Cheers mates! It’s been a while.
What have I been up to, you ask? Oh, a little of this, a little of that. Lots of fun, as well as lots of work. You know there’s this thing called school? Apparently it requires work. Go figure.
In the middle of all that work, however, I took a little weekend trip with some friends to the beautiful and fun city of Edinburgh, Scotland! It was well worth it. Scotland blew me away. Can I just live there, please? Apparently there aren’t enough people there. Did you know that Scotland has twice as many sheep than people? Yep. There are close to 10 million sheep, and only around 5 million people. On the rather lengthy coach ride, we passed many a field that was covered with adorable and fluffy little sheep. Look!
Scotland truly is a beautiful country. This hill that the sheep are grazing on is just one small hill out of thousands (probably even millions) of rolling hills, craggy moors, and beautiful mountains. As much as I wanted to sleep on the coach, it was hard to stay asleep for long. I just wanted to take in the scenery!
Even in the middle of a large metropolitan city, there is still great scenery.
See that? That’s what they call “Arthur’s Seat,” like the legendary King Arthur. No one exactly knows why it is called that, although it might possibly come from the Gaelic words Àrd-na-Said, implying the “Height of Arrows”, which over the years became Arthur’s Seat (perhaps via “Archer’s Seat”). In any case, it’s an absolutely beautiful hill and it’s a popular place for tourists to climb because it’s a relatively easy walk. I didn’t actually climb it, however.
I did climb all the way to the top of the Scott Monument, named after Sir Walter Scott, who made Scotland famous through his writings. The memorial has a series of viewing walkways, with the highest platform being 287 steps up a very claustrophobic spiral staircase. It was totally worth it, however
The Scott Monument
View from inside the staircase–almost there!
View from the very top, looking at Edinburgh Castle
We also saw the breathtaking Castle of Edinburgh, with parts of it dating back to the 11th century.

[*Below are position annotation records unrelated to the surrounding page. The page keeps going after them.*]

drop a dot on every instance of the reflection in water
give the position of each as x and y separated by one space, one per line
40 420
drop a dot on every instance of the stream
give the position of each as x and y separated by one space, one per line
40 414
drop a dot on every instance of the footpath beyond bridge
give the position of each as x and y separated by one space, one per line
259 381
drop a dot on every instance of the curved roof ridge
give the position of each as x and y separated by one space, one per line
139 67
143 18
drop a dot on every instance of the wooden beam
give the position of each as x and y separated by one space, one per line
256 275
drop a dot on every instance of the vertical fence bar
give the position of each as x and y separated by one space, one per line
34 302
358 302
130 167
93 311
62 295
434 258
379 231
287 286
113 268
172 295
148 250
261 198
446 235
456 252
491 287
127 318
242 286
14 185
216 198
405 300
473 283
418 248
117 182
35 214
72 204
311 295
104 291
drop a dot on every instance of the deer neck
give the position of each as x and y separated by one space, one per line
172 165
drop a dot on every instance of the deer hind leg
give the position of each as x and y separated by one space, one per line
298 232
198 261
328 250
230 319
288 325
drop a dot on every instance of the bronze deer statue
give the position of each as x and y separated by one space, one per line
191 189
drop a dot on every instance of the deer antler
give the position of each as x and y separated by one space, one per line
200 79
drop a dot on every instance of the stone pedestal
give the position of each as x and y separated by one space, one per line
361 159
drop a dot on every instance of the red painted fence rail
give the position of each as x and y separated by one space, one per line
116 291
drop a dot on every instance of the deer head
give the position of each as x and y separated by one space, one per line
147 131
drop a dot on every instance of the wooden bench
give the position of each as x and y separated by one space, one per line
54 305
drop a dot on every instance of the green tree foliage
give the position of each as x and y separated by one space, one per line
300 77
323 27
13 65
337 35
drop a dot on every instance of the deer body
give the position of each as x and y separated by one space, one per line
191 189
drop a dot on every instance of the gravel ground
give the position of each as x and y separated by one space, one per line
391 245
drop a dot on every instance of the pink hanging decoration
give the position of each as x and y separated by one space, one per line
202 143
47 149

I swear I could have spent all day in the castle. It was fantastic. We were able to see rooms from the old royal palace, and stand in the room where King James I was born, successor to both Mary Queen of Scotts and Queen Elizabeth I (also the first British king to be born in Scotland and rule over both Scotland and England as a united kingdom). We saw the actual Crown Jewels of Scotland too!! They are not only the oldest complete set of crown jewels in all of Europe (with the oldest part of the set, the scepter, dating back to 1496), but along with the crown jewels was a large rock known as the Stone of Destiny. Sound like an overly dramatic name? It is. It was originally called the Stone of Scone (named after a monastery, where the stone used to sit), and it is known as the metaphorical cornerstone of Scotland. It was renamed by the Victorians, who apparently just liked to make everything prettier and more dramatic. In any case, that giant rock is where all the kings of Scotland have sat when they were coronated, and is actually still used today. Or rather, it will be used whenever Prince Charles becomes king. It is placed under the throne during British coronations. Pretty interesting, huh? It’s just a giant piece of rock, but it contains so much significance. Of course, no one’s really sure if it’s the real Stone of Scone, but that’s another story. In any case, the Crown Jewels and the Stone of Destiny (Scone) were so heavily guarded and protected that no photographs were allowed. I may have taken lots of “illegal” pictures in other parts of the city, but I wasn’t about to mess with this one. So here’s a sculpture of the crown, designed so that someone who is blind can read about it and feel what it looks like!
While in Edinburgh we also took a quick look around St. Giles Cathedral before it closed for the day (where I may have gotten a few photos I wasn’t supposed to take . . . oh well. No regrets. I’ll go to confession), we saw the fantastic National Museum of Scotland (which is on the “Top 100 Museums to See Before You Die”), and did a little shopping along the historic Royal Mile (where I bought myself a plaid 100% Scottish wool scarf). I was even brave enough to get a meal of haggis for lunch!
Probably my favorite parts of the trip, however, were going on a ghost tour of the city at night and then passing The Elephant Café where JK Rowling wrote Harry Potter. Both experiences were pretty epic. While I didn’t meet any ghosts (or JK Rowling either), we still had a really great time. And we saw lots of boys wearing kilts. Which is slightly disturbing thought because of a long-standing Scottish tradition . . . but let’s not go there.
Overall it was a fantastic trip. I got to spend time with some really great people (one of them being a DG sister!!) and somewhere along the line I fell in love with Scotland. I know, I say this about everywhere that I visit here, but truly Scotland has a special place in my heart. Be it bagpipe music, Scottish hills, or the rich history that comes with the land, there’s something wonderful about Scotland. So . . .
“Here’s tae the health, the hill and the heather,
The bonnet, the plaid, the kilt and the feather!”